Très franchement, je ne peux pas vous le dire. Je vis ici, à Grignan, à l'écart et je suis tout de même un peu d'une autre génération. Mais ce que vous dites me paraît très vraisemblable, encore que tout cela soit trop récent pour qu'on puisse en mesurer l'influence. Ce que je crois, c'est que les livres de poèmes circulent secrètement, mais aussi lentement et pour les meilleurs d'entre eux durent plus longtemps que bien des romans dont on parle beaucoup sur le moment et qui sont très vite oubliés.

Comment fonctionne la mécanique créative?
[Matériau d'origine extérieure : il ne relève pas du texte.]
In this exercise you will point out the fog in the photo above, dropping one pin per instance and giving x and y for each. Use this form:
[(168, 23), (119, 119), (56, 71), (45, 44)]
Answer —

Je n'aime pas le mot mécanique. Mes poèmes sont toujours nés un peu tout seuls comme la chaleur dans une casserole d'eau produit des bulles. Presque paresseusement. Quand on écrit de cette manière, on ne sait pas du tout quelle est la part d'intelligence ou d'instinct, on se dit simplement après coup que tout cela doit fonctionner ensemble, et comme on n'est pas né de la dernière pluie ou du dernier poème, qu'on a la tête pleine de textes anciens, cette mémoire vous guide et vous nourrit dans votre travail, sans que vous en soyez toujours conscient.

Vous vous êtes plaint parfois de ne presque plus sentir aucune chose sans penser aussitôt à son utilisation poétique. Craignez-vous de tomber dans l'artifice ou le fabriqué?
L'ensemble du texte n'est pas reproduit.